The introduction of the microbial opsin gene into the neuronal cell has shown it to be actively sensitive to light. After several studies with channelrhodopsin and halorhodopsin, it has proven that they are capable of switching on and off the neurons. The naturally occurring retinoid tissues called all-trans retinal—a principle cofactor involved in microbial opsin control—exhibited that optogenetic approach is possible in mammalian brain without any damage.
The working of optogenetics
In optogenetics, the desired light-sensitive ion channels (GEP, channelrhodopsin, halorhodopsin, etc.) are delivered into a target gene through viral vectors. On illumination, these light-sensitive ion channels after transduction either switch on or off accordingly to study the disease pattern and efficiency of the treatment provided. Using this technique, even the more complex tissues of the living brain are easily studied. For instance, on experimenting in a mouse, it utilizes “light pipes” to deliver light to specified regions of the brain, which stimulates olfactory nerves to turn on the motor center to activate physical activity.
Studies have previously shown that transfecting channelrhodopsin gene into retinal cells re-establishes the light responsiveness in photoreceptor-lacking mice. Finally, this technique is an effective and advantageous method in treating blindness caused by macular deterioration and other disorders in humans than harmful therapeutic approaches.
Enhancement of the technique
Despite the latest invention of optogenetic technology to monitor the neurons activity in the brain, researchers have made outstanding developments in this technique. It has helped in the study of the performances of the brain circuit and registering the neurons activity linking the two hemispheres of the cerebrum.
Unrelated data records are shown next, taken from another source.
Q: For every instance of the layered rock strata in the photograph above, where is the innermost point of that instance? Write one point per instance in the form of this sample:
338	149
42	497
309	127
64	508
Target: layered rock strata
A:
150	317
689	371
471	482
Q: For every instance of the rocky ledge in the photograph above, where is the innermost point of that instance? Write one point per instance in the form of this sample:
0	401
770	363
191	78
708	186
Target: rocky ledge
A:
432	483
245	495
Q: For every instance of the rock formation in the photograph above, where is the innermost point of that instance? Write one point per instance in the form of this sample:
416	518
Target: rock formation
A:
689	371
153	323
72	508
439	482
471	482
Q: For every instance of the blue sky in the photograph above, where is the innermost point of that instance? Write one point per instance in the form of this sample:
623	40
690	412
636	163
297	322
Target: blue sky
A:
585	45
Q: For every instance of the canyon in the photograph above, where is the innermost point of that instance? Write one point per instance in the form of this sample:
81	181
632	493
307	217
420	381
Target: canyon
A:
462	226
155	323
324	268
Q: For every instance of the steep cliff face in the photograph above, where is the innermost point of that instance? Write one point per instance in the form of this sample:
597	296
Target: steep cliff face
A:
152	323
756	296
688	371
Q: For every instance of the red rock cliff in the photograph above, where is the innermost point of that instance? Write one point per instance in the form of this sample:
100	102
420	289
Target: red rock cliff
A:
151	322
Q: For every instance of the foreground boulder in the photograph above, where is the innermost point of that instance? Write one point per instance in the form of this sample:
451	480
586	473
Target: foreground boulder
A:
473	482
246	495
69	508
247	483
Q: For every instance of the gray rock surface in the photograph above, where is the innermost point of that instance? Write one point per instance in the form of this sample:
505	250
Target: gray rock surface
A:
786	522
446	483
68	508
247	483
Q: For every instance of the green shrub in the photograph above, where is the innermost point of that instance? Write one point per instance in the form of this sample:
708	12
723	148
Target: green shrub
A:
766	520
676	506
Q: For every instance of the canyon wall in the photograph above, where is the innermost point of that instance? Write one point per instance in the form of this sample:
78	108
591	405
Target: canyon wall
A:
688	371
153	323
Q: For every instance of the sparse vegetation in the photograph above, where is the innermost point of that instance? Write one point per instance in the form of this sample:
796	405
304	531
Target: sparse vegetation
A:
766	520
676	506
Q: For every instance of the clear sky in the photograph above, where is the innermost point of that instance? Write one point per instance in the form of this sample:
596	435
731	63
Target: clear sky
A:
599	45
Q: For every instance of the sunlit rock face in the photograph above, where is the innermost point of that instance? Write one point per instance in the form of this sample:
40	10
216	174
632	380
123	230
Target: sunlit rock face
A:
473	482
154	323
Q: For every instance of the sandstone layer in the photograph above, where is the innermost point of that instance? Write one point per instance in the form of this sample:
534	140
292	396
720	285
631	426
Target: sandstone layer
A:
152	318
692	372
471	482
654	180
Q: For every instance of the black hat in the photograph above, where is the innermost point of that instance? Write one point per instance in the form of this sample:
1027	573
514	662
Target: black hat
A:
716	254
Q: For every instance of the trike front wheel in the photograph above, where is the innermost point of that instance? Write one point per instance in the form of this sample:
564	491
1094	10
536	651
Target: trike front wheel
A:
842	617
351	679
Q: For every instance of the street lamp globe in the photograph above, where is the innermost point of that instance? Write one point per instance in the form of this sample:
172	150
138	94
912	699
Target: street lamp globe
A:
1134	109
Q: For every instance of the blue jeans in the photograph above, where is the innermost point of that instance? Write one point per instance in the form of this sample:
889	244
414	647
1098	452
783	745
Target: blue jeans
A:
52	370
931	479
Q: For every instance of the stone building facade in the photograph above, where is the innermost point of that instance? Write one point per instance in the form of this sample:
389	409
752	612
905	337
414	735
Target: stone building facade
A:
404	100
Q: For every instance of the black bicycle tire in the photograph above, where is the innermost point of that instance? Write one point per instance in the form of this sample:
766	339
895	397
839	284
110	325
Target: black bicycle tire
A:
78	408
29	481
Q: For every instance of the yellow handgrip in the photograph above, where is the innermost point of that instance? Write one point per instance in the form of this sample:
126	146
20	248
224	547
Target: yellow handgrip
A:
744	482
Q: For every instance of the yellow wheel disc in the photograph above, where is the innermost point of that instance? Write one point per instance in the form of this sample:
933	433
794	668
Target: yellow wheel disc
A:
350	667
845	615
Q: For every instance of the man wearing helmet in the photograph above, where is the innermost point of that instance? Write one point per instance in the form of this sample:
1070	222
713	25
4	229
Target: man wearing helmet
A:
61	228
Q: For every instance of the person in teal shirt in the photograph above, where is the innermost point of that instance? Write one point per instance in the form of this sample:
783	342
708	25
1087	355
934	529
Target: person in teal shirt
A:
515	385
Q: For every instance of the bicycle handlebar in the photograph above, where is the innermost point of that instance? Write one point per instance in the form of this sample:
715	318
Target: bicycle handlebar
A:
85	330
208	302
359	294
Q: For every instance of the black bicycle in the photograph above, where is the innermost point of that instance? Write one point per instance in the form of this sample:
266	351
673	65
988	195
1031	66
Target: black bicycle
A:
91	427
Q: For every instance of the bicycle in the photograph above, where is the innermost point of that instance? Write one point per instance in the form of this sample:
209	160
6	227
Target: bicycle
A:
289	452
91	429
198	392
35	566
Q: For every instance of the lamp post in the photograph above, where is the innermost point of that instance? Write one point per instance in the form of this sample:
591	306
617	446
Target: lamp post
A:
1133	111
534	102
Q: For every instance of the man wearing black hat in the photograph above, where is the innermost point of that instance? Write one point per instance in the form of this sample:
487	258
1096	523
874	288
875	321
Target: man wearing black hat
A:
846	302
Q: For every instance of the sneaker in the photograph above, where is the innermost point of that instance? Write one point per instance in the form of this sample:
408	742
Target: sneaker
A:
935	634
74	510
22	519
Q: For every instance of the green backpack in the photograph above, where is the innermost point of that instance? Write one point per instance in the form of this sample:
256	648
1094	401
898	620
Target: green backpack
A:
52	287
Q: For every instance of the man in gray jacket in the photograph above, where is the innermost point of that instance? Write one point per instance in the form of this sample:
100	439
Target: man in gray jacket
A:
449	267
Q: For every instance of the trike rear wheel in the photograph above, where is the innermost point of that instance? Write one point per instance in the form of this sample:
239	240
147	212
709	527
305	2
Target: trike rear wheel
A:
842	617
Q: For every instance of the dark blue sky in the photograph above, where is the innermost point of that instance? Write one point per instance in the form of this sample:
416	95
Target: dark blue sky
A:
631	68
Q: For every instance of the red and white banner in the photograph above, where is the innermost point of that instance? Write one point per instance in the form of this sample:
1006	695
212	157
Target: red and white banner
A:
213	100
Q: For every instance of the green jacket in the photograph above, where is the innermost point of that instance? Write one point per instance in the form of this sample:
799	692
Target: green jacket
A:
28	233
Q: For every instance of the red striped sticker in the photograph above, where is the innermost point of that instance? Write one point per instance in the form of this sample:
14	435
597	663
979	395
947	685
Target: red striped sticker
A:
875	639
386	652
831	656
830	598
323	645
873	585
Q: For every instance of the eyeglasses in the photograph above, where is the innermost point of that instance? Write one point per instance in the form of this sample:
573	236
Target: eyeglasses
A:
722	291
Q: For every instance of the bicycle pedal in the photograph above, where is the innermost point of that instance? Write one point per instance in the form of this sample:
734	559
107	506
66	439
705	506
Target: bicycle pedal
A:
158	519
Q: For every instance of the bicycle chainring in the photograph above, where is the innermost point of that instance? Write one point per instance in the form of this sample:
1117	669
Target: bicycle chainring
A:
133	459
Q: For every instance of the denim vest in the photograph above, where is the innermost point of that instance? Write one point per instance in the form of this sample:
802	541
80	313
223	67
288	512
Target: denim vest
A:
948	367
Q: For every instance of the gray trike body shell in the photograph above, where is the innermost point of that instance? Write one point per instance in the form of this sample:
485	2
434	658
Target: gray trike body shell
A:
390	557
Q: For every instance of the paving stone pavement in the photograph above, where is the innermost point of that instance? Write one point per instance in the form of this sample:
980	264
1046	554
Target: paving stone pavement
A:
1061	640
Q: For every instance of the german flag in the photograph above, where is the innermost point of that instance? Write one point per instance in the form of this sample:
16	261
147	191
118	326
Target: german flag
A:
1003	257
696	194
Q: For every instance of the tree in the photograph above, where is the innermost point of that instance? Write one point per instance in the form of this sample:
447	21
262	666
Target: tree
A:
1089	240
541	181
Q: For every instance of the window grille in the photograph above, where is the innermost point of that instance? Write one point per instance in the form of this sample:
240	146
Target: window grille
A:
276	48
Additionally, optogenetics can be applied in the study of numerous disorders that arise in the brain. In addition, this process has been carried out utilizing channelrhodopsin and halorhodopsin proteins, which helps in studying the brain stimulation through distinguishing neural circuits. Furthermore, optogenetics are used in some diseases as Parkinson’s disease to enhance the efficiency of the treatment.
Still much effort has been made currently to improve the optogenetic techniques. Although viral vectors are employed, delivering rhodopsin genes into target neurons is effectual and clinically possible; it is still an arduous procedure to improve constructs that make the most of the efficacy of gene deliver and expression.
Even if the naturally occurring ion channels rhodopsin and halorhodopsin perform the best, the genetically improved version of these proteins will increase their response to light. Advanced light delivery system is needed for better precision and effectiveness of the technique. In this technique, light-emitting diodes and infrared illumination systems are also used to efficiently image the different targets of the brain and to go through deep into the brain intensively.
Through many investigations, it is evident that optogenetics provide great scope for fundamental neuroscience research and proposes refined neurological treatment approaches in the future. Optogenetics act as a bridge between the complex cellular neurophysiology and diverse molecular systematic function. In addition, it provides answers for many experimental mysteries in neuroscience. Although it faces many challenges and risks in biomedical applications, much research has been carried out to improve its efficiency in therapeutic strategies.